Edit on GitHub

StreamTranscriber API

Transcribe an audio stream (e.g microhpone input) to text using the whisper.cpp speech-to-text implementation. This is experimental and not working in Firefox because sample rate conversion with AudioContext is not supported. Also, wasm is way to slow for real-time transcription.

StreamTranscriber(options)

Creates a new StreamTranscriber instance.

Syntax

const streamTranscriber = new StreamTranscriber(options);

Parameters

ParamTypeDefaultDescription
optionsFileTranscriberOptions
createModule(moduleArg = {}) => Promise<any>Exported createModule() function from @transcribe/shout
modelstring | FileWhisper.cpp model file in ggml format. Will call fetch() if string, otherwise will use the provided file.
workerPathstringDefaults to the directory where shout.wasm.js is located.Path to shout.wasm.worker.mjs file.
audioWorkletsPathstring${currentUrl}/audio-workletsPath to vad.js & buffer.js files. Defaults to the audio-worklets/ directory where StreamTranscriber.js is located.
onReady() => void() => {}Called after init.
onStreamStatus(status: StreamStatus) => void() => {}Called when stream status changes. StreamStatus: "loading" | "waiting" | "processing" | "stopped"
onSegment(segment: TranscribeResultSegment) => void() => {}Called when a new transcribed segment is ready.

Returns

A new StreamTranscriber instance.

init()

Loads model, audio worklets and creates a new wasm instance. Must be called before start().

Syntax

await streamTranscriber.init();

Returns

A promise resolving to void Promise<void>.

start(options?)

Starts a new stream transcriber (technically a loop in wasm space waiting for audio input).
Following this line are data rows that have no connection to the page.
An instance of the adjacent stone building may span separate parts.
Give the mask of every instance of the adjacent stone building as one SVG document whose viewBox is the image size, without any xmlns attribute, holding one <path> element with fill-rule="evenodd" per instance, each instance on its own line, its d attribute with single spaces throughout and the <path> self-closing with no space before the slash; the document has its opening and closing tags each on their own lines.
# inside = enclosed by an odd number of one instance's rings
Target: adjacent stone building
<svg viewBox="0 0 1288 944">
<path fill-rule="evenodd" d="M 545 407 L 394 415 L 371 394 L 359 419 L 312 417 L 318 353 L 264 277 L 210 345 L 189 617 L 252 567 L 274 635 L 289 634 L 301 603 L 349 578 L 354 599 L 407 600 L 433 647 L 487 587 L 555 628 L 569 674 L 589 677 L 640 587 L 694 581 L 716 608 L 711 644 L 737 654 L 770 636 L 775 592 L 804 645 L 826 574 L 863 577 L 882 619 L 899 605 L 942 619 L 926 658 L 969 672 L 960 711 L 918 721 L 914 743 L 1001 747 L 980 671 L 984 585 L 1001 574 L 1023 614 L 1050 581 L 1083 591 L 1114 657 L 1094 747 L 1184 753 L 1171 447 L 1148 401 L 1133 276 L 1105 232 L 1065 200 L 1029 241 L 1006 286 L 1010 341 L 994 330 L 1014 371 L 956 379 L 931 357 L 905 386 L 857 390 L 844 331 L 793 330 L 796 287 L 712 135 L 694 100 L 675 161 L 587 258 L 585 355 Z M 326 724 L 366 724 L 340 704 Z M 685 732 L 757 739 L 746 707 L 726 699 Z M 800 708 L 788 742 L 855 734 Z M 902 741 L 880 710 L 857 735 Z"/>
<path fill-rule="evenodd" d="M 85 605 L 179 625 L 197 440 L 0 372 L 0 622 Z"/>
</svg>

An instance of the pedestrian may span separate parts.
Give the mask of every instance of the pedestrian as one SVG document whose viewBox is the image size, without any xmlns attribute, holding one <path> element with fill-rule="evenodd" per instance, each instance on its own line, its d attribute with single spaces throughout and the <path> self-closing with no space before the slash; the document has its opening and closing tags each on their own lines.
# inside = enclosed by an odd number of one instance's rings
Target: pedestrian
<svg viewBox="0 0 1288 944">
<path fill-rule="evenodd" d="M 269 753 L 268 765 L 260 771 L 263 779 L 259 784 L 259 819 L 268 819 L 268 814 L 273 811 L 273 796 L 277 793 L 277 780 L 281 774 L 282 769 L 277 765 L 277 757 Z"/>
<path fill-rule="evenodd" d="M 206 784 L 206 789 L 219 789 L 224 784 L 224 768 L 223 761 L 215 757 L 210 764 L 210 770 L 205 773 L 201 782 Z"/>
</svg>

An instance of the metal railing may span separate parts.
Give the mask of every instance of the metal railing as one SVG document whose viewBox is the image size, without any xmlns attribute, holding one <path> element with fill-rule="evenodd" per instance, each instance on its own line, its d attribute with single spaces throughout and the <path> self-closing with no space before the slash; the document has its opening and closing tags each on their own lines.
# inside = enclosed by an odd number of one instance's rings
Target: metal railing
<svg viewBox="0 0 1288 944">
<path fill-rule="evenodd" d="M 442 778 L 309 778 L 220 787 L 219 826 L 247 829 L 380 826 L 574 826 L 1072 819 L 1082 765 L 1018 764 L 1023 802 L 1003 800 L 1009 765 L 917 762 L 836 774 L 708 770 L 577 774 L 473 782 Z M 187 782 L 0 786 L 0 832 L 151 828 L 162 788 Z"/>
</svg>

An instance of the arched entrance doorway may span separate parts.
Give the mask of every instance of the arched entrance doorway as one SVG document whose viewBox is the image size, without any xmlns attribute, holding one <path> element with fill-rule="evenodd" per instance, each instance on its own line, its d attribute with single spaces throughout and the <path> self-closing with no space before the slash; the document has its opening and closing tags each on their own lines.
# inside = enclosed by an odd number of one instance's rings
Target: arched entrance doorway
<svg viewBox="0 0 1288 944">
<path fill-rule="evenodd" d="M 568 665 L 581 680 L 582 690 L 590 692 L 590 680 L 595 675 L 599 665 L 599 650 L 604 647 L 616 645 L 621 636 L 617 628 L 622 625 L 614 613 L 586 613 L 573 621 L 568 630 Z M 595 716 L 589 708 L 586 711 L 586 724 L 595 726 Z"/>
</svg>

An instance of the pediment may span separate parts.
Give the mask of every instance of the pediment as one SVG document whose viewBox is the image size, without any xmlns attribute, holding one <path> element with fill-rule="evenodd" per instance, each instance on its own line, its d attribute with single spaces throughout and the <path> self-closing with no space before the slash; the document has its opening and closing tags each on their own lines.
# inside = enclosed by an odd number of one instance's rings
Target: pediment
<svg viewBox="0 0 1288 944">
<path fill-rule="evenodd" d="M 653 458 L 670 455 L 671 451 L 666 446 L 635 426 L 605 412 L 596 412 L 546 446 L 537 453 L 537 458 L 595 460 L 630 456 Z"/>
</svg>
Must be called before transcribe().

Syntax

await streamTranscriber.start(options);

Parameters

ParamTypeDefaultDescription
optionsFileTranscriberOptions
langstring"auto"Language code of the audio language (eg. "en")
threadsnumberthis.maxThreadsNumber of threads to use. Defaults to max available.
translatebooleanfalseTranslate result to english.
suppress_non_speechbooleanfalseIf true, transcriber will try to suppress non-speech segments.
max_tokensnumber16Maximum number of tokens in a single segment, see whisper.cpp.
audio_ctxboolean512Audio context buffer size in samples, see whisper.cpp.

Returns

A promise resolving to void Promise<void>.

stop()

Stops wasm loop waiting for audio input.

Syntax

await streamTranscriber.stop();

Returns

A promise resolving to void Promise<void>.
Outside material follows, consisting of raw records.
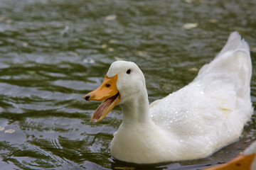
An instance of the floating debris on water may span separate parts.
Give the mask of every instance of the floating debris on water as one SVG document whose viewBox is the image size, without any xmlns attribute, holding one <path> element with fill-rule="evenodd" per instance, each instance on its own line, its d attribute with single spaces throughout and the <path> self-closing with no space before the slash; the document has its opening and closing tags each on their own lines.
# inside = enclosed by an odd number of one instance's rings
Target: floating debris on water
<svg viewBox="0 0 256 170">
<path fill-rule="evenodd" d="M 141 57 L 146 57 L 147 55 L 147 52 L 146 51 L 138 51 L 137 54 Z"/>
<path fill-rule="evenodd" d="M 4 130 L 4 127 L 0 126 L 0 131 L 3 131 Z"/>
<path fill-rule="evenodd" d="M 88 59 L 84 59 L 82 60 L 82 62 L 89 63 L 89 64 L 94 64 L 94 63 L 95 63 L 95 61 L 93 59 L 88 58 Z"/>
<path fill-rule="evenodd" d="M 192 2 L 193 1 L 193 0 L 185 0 L 185 1 L 186 1 L 186 3 L 191 4 L 191 3 L 192 3 Z"/>
<path fill-rule="evenodd" d="M 117 40 L 110 40 L 110 44 L 115 44 L 115 43 L 117 43 Z"/>
<path fill-rule="evenodd" d="M 251 51 L 252 51 L 252 52 L 256 52 L 256 47 L 252 47 L 252 48 L 251 48 Z"/>
<path fill-rule="evenodd" d="M 23 46 L 23 47 L 27 47 L 28 46 L 28 43 L 24 42 L 22 43 L 22 46 Z"/>
<path fill-rule="evenodd" d="M 183 28 L 187 30 L 190 30 L 198 26 L 198 23 L 188 23 L 183 25 Z"/>
<path fill-rule="evenodd" d="M 6 131 L 4 131 L 4 132 L 6 133 L 13 133 L 15 132 L 15 130 L 13 130 L 13 129 L 9 129 L 9 130 L 6 130 Z"/>
<path fill-rule="evenodd" d="M 2 22 L 5 20 L 5 17 L 4 16 L 1 16 L 0 17 L 0 22 Z"/>
<path fill-rule="evenodd" d="M 117 19 L 116 15 L 110 15 L 108 16 L 106 16 L 105 20 L 107 21 L 114 21 Z"/>
<path fill-rule="evenodd" d="M 217 20 L 216 19 L 210 19 L 209 23 L 217 23 Z"/>
<path fill-rule="evenodd" d="M 6 21 L 6 23 L 8 23 L 8 24 L 11 24 L 13 23 L 13 21 L 10 19 L 8 19 Z"/>
<path fill-rule="evenodd" d="M 65 37 L 65 36 L 67 36 L 67 35 L 68 35 L 69 30 L 70 30 L 69 26 L 65 26 L 64 30 L 63 30 L 60 32 L 60 35 L 61 35 L 62 36 L 64 36 L 64 37 Z"/>
<path fill-rule="evenodd" d="M 106 44 L 102 44 L 102 48 L 105 49 L 107 47 L 107 45 Z"/>
<path fill-rule="evenodd" d="M 110 48 L 108 49 L 108 51 L 109 51 L 109 52 L 112 52 L 112 51 L 114 51 L 114 48 L 110 47 Z"/>
<path fill-rule="evenodd" d="M 73 56 L 75 56 L 75 57 L 78 57 L 78 54 L 77 52 L 70 52 L 70 54 Z"/>
</svg>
transcribe(stream, options?)

Transcribes the audio signal from stream. Wasm calls the onSegment(result) callback once the transcription is ready.
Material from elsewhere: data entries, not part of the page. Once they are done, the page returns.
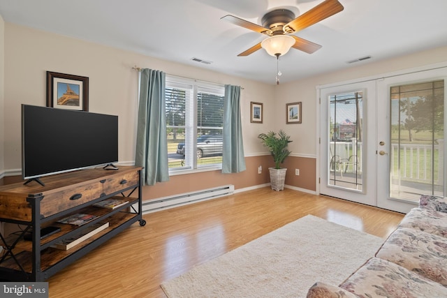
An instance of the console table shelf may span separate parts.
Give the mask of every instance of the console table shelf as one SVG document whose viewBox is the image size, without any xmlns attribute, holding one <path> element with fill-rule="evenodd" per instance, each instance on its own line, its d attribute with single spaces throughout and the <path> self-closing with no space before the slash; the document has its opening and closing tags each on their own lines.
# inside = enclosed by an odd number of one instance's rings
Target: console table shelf
<svg viewBox="0 0 447 298">
<path fill-rule="evenodd" d="M 8 237 L 0 234 L 0 244 L 6 250 L 0 258 L 0 279 L 45 281 L 134 223 L 145 225 L 140 171 L 140 167 L 120 167 L 112 171 L 88 169 L 41 178 L 45 186 L 34 183 L 0 186 L 0 221 L 24 227 Z M 138 198 L 130 197 L 135 190 Z M 116 195 L 127 202 L 113 209 L 93 206 Z M 80 226 L 57 222 L 75 214 L 96 217 Z M 108 228 L 71 248 L 52 247 L 82 229 L 105 222 Z M 61 230 L 41 239 L 41 229 L 50 225 Z M 24 240 L 26 232 L 31 230 L 32 241 Z"/>
</svg>

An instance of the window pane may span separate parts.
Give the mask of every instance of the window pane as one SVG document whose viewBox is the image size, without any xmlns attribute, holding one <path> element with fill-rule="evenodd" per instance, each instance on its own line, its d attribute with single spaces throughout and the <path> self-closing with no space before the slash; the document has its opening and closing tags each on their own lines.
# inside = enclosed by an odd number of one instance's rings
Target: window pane
<svg viewBox="0 0 447 298">
<path fill-rule="evenodd" d="M 165 90 L 168 165 L 170 168 L 182 167 L 185 166 L 186 91 L 168 87 Z"/>
<path fill-rule="evenodd" d="M 170 169 L 221 164 L 224 87 L 170 77 L 165 92 Z"/>
</svg>

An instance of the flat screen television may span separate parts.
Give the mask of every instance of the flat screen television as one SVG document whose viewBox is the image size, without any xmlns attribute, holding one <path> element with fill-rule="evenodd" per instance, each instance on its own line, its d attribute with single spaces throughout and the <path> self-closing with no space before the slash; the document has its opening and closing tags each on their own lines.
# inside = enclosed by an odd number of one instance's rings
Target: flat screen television
<svg viewBox="0 0 447 298">
<path fill-rule="evenodd" d="M 22 105 L 22 175 L 28 182 L 117 161 L 117 116 Z"/>
</svg>

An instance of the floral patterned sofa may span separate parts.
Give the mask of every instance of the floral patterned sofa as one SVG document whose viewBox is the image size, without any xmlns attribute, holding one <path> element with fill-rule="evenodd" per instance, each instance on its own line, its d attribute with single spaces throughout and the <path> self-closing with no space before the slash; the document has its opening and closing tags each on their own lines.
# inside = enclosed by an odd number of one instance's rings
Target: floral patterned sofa
<svg viewBox="0 0 447 298">
<path fill-rule="evenodd" d="M 376 255 L 339 286 L 307 298 L 447 297 L 447 198 L 421 195 Z"/>
</svg>

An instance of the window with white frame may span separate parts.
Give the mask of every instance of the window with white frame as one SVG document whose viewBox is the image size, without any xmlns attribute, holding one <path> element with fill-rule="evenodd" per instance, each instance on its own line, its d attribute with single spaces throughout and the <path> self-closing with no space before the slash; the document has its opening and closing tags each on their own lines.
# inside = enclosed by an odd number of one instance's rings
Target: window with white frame
<svg viewBox="0 0 447 298">
<path fill-rule="evenodd" d="M 221 167 L 224 87 L 166 76 L 170 172 Z"/>
</svg>

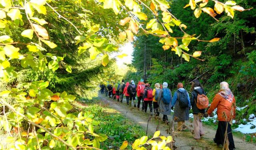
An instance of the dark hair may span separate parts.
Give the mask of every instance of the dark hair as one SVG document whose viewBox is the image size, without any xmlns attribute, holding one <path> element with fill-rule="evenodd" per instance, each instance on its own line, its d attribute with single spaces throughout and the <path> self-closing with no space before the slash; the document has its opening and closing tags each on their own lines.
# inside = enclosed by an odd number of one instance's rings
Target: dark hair
<svg viewBox="0 0 256 150">
<path fill-rule="evenodd" d="M 194 88 L 195 87 L 200 86 L 202 89 L 203 89 L 203 86 L 202 85 L 202 84 L 200 83 L 200 82 L 199 80 L 197 79 L 194 80 L 192 81 L 192 85 L 191 85 L 191 88 L 190 88 L 190 91 L 193 91 L 194 90 Z"/>
</svg>

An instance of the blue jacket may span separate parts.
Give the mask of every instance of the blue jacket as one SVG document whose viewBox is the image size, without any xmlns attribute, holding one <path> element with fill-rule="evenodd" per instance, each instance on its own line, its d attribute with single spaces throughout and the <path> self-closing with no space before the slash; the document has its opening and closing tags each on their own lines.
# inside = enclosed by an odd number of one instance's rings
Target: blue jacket
<svg viewBox="0 0 256 150">
<path fill-rule="evenodd" d="M 186 91 L 186 90 L 185 90 L 184 88 L 180 88 L 178 89 L 178 90 L 180 92 L 184 92 L 184 91 Z M 189 107 L 190 107 L 191 106 L 190 100 L 189 98 L 189 95 L 188 95 L 188 91 L 187 91 L 187 97 L 188 97 L 188 106 L 189 106 Z M 176 104 L 176 101 L 177 101 L 177 100 L 178 97 L 177 96 L 177 91 L 175 91 L 173 96 L 173 97 L 172 98 L 172 106 L 173 106 L 175 105 L 175 104 Z"/>
</svg>

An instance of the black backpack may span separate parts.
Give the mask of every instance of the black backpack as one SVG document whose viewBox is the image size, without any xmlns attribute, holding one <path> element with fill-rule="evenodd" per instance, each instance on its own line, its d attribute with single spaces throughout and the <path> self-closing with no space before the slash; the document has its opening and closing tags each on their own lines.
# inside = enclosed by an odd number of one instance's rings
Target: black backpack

The function starts buffering the audio when speech is detected. The buffer is then sent to wasm when silence is detected or maxRecordMs is exceeded.

Syntax

await streamTranscriber.transcribe(stream, options);
ParamTypeDefaultDescription
optionsFileTranscriberOptions
preRecordsMsnumber200Time of audio in ms to include before, because voice activity detection needs some time.
maxRecordMsnumber5000If buffer reaches this length it will get flushed to wasm, even during speech.
minSilenceMsnumber500Minimum time in ms of silence before transcribe is called.
onVoiceActivity(active: boolean) => voidCalled when there's a change in voice activity.

Returns

A promise resolving to void Promise<void>.

destroy()

Destroys the wasm instance and frees wasm memory.

Syntax

transcriber.destroy();